Pretty, green and a problem
One of the most common invasive plants in the Eastern U.S., Japanese stilt grass is easily mistaken as a pleasing, bright green grass ground cover. Its lance-shaped leaves can be recognized by the silvery center stripe with hairs down the middle.
Although an annual, stilt grass reproduces quickly through prolific seed production, following its bloom in mid to late September. It is best mowed for control while in bloom, before the seed has developed. Since stilt grass seeds remain viable in the soil up to seven years, annual control for many years is required to remove it.
Japanese stilt grass is thought to have come to the U.S. as packing material in the early 1900s. It thrives in a variety of light and soil conditions, taking hold in disturbed areas, including the heavily deer-browsed forest floors in Frederick County. However, deer and other grazing animals are reluctant to eat it. When it takes hold in the understory, it out-competes the native plants and reduces the habitat preferred by native birds and animals.
Japanese stilt grass reproduces quickly through prolific seed production, following its bloom in mid to late September. It is best mowed for control while in bloom.
BACTERIAL LEAF SCORCH
The symptoms of bacterial leaf scorch have been showing up in area trees over the last month or so throughout the county. It is an infectious chronic disease spread by leaf-feeding insects like leaf hoppers and tree hoppers. It attacks the tree’s water transport system, called xylem, and disrupts water transport to the leaves, stems and roots. Diseased trees will produce healthy-looking leaves at the start of the growing season, but the margins of leaves will turn brown as the season progresses in late July and August.

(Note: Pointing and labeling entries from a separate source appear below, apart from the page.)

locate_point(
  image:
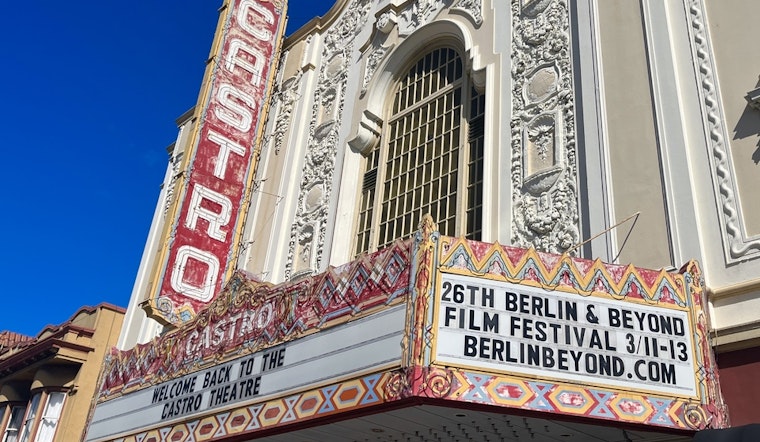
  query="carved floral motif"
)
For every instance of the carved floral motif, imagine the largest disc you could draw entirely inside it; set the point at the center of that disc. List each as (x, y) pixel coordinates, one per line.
(544, 169)
(308, 231)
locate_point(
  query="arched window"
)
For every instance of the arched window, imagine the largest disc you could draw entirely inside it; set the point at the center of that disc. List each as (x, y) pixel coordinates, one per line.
(429, 159)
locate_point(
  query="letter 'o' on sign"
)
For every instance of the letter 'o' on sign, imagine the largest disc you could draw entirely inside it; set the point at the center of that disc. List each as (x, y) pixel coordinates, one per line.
(189, 263)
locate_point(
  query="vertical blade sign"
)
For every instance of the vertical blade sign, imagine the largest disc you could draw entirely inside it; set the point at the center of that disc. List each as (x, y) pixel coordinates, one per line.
(206, 232)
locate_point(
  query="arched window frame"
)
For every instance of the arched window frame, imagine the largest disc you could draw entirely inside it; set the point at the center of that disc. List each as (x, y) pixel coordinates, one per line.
(372, 224)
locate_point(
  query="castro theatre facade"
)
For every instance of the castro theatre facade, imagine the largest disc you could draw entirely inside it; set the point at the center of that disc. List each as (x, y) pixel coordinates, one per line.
(432, 339)
(292, 288)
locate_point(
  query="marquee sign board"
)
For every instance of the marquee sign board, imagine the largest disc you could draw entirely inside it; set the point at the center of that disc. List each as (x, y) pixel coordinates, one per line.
(344, 351)
(594, 340)
(209, 212)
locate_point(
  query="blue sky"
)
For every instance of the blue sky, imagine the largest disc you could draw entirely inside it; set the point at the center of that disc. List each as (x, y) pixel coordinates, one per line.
(90, 92)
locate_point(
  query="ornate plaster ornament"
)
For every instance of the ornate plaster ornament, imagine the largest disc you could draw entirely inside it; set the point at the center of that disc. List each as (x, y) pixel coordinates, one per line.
(285, 98)
(737, 246)
(544, 168)
(308, 230)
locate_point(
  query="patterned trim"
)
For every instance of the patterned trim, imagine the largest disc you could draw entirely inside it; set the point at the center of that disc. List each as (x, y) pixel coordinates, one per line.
(317, 403)
(736, 245)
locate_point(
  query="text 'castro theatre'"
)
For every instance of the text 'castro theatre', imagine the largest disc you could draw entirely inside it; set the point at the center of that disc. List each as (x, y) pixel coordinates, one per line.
(454, 220)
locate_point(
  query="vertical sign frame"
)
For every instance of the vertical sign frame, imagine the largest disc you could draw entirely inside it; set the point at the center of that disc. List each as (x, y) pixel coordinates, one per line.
(201, 243)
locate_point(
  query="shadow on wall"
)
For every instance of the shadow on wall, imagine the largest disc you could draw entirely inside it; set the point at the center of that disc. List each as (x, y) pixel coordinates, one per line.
(749, 122)
(745, 433)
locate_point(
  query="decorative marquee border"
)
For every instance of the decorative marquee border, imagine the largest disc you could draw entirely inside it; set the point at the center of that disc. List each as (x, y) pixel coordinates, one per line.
(408, 273)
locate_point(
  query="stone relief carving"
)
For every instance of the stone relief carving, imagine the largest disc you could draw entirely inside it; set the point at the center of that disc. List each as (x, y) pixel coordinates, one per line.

The brown area will be separated from the green growth on the leaf by a yellow or red band, often called a halo. Unless treated, BLS will cause the slow decline and death of the tree over two or more growing seasons. It is not a new disease but it has become more common.
Numerous reports of venomous snake sightings have occurred across the county over the last month or so. In this area, two common venomous snakes are found — timber rattlesnake and copperhead.
According to Scott Smith, a herpetology expert with the Maryland Department of Natural Resources Wildlife Division, there are a number of reasons for the recent sightings. Females are now giving birth to their young, which are born alive instead of in eggs. You may observe a pregnant female that cannot move much or spot groups of newborn snakes. Also, snakes are making their way back to their dens, so they are more mobile now, rather than sedentary as they usually are throughout the summer. Finally, the drier conditions of July and August may be causing these reptiles to travel farther in search of food.
Spotting a rattlesnake is a somewhat rare occurrence, as these snakes prefer dry, rocky outcroppings, which are usually far off the beaten path. Copperheads, on the other hand, are more numerous and found in a number of areas. Copperheads use camouflage as a defense to avoid contact with people or other animals that would harm them. Neither is very aggressive, although they will defend themselves if stepped on or attacked. Snakes, like any other wild animal, should be left alone.
In this area, two common venomous snakes are found — timber rattlesnake and copperhead, above.
Jewelweed is blooming now. It is part of the impatiens family, and is also known as touch-menot, because its mature seed pods will “explode” if touched. This trait helps disperse seeds distances of 20 feet or more.
Jewelweed is a native annual plant that is well distributed throughout America and was introduced across Europe during the last few centuries. It is a common plant found in moist rich soils throughout the region. The leaves, when wet, refract light like a prism and shine like silver. Jewelweed has been used as a home remedy for insect bites, bee stings and poison ivy.